PHILADELPHIA (PA)
Philadelphia Inquirer
By Marie A. Conn
We are not even to the midterm point of this fall semester, and one of my seniors has already dug herself into a hole so deep that she may not be able to salvage the course. The remarkable thing is her uncanny ability to blame everyone else for this dire situation: me, her internship supervisor, the athletic director. Any target will do, so long as it keeps her from facing the problem squarely and taking responsibility for it. And, sadly, this should not surprise me.
After all, when District Attorney Lynne Abraham published the grand jury report on the sexual abuse by priests in the Philadelphia Archdiocese, Cardinal Justin Rigali cried anti-Catholic bias. And when House Majority Leader Tom DeLay was indicted, he cried partisan politics. On every level of our society, the response to difficult situations is to focus attention, not on the issue, but on those who make it known.
Perhaps there is nothing new in this. Children, whose primary moral compass consists in earning praise and avoiding punishment, learn early on to blame someone else. But in my world, it was up to the adults involved to point out that this is not the best way to handle things. The adage "honesty is the best policy" used to actually mean something.
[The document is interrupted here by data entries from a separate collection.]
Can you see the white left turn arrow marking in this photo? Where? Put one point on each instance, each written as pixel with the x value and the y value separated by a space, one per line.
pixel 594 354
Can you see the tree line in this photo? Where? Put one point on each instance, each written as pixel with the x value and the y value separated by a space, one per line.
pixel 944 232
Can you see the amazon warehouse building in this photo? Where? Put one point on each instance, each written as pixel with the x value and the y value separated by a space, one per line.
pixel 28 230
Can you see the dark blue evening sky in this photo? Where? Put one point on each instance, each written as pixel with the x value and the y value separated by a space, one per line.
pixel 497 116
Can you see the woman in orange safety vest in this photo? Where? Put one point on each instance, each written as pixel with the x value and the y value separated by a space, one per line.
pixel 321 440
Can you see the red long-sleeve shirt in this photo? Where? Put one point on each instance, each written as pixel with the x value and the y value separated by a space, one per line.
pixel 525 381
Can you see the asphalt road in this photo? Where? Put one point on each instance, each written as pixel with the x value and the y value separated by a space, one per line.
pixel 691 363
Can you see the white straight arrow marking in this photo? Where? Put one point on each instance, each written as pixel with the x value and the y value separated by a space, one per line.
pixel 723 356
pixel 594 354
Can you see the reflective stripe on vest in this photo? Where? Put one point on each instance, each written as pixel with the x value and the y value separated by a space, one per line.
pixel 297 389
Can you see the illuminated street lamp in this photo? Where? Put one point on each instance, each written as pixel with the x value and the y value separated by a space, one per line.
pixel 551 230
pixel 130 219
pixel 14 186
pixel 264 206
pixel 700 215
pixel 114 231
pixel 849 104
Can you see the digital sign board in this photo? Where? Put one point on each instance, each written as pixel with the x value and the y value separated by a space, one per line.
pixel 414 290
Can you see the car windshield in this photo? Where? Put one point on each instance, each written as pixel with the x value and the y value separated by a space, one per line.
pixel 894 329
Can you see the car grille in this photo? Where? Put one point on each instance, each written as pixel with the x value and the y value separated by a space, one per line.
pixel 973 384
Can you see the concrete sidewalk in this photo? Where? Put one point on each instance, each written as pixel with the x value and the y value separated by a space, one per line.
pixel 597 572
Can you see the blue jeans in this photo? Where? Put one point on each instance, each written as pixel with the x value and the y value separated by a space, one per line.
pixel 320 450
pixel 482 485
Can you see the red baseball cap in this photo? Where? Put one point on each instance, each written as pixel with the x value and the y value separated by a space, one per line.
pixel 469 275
And perhaps one of the most negative aspects of playing "the blame game," as the media love to call it, is that it requires a level of hypocrisy that is almost as bad as the original action or behavior itself. Although I can never enter into the emotional, physical, psychological and spiritual pain endured by the victims of priest abuse, or understand the suffering of the many decent and dedicated priests in our diocese, I can feel the sting of betrayal on the level of an active, lifelong Catholic who loves her church.